Another fantastic tool I use that will sound elementary is the capo, which will hold down the fret board and change the key of the guitar.
For my pianists:
No, we can’t push the pedals. We can’t do crazy keyboard jumps with our hands. But we can focus on smoothness. Play what you can. And instead of worrying about how many keys you can press down, how fast you can leap up and down the upright, how fully you can perform the song, focus on rhythm. Focus on smoothly transitioning your fingers from one note to the next. Focus on the richness of what you CAN play and let it bloom past what you can’t.
For my drummers:
Just freakin’ rock out until your physical therapist has to roll you off the floor.
Because really, music is one of the best therapies there is, right behind love and basketfuls of puppies.
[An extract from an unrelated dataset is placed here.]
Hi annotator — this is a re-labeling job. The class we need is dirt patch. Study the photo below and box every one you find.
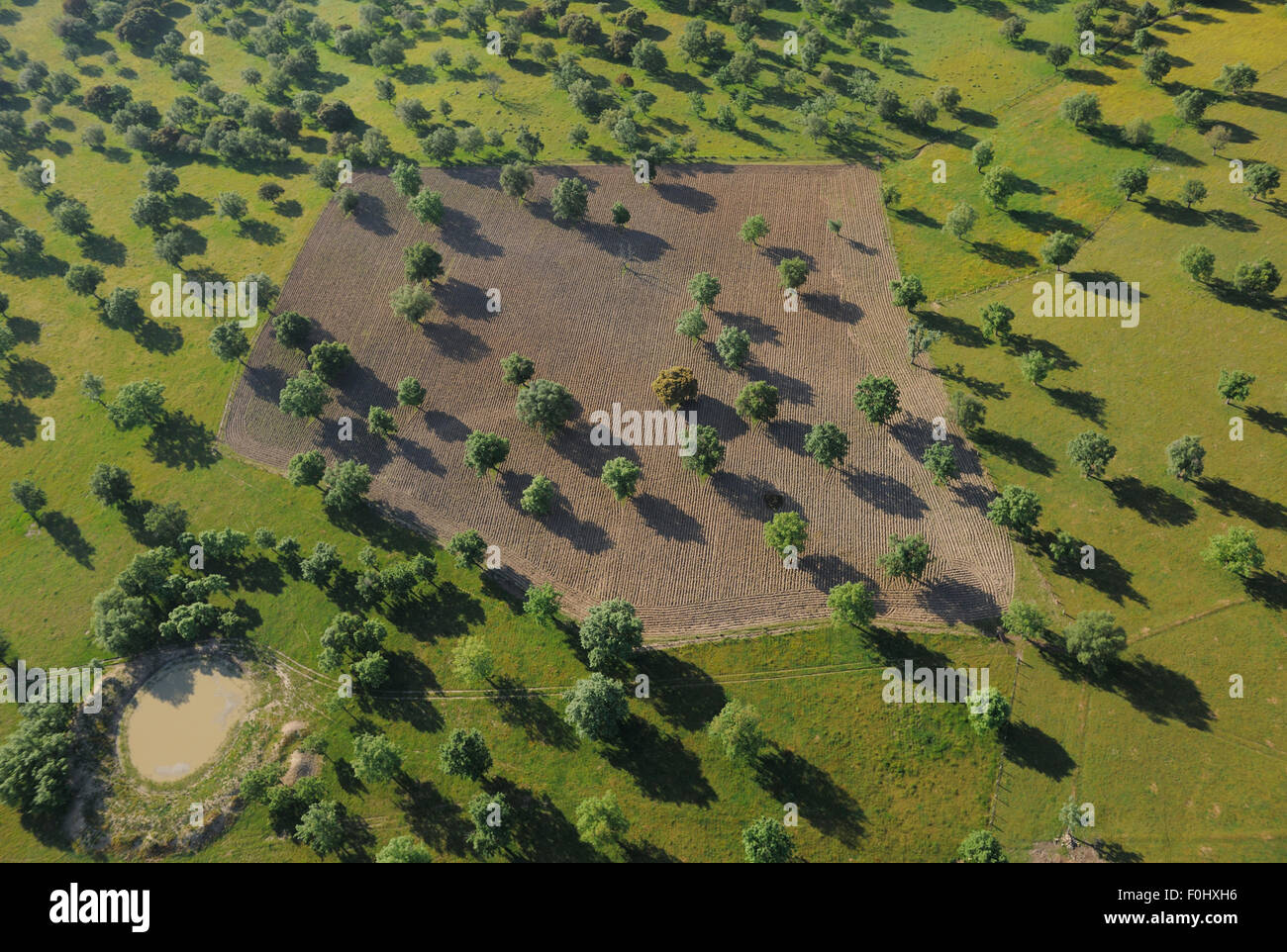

Enjoy the summer of music. Me? I’ve already been to one of my top two favorite bands, Imagine Dragons, twice, where the lead singer, Dan Reynolds, saw my from the stage, pointed at me, and melted into a grin as he sang (might have done a little melting myself). I’ve been to – don’t you dare judge me – the Jonas Brothers, from which my ears still ring after the inhumanly high- octave screams of preteen girls.
(Imagine Dragons ?)
But no matter where I am, what I listen to – from country, to Muse, to Tourandot – or if the music is created from myself in those moments of indescribable freedom, individualism, and being human, I let it surround me, throw the lyrics against the canvas of the world and try to make sense of it. Let it penetrate me, be my refuge, and carry me through another stanza of my life.
Don’t look down at your hands feeling like they will never be capable of this.
Look down knowing they were meant to.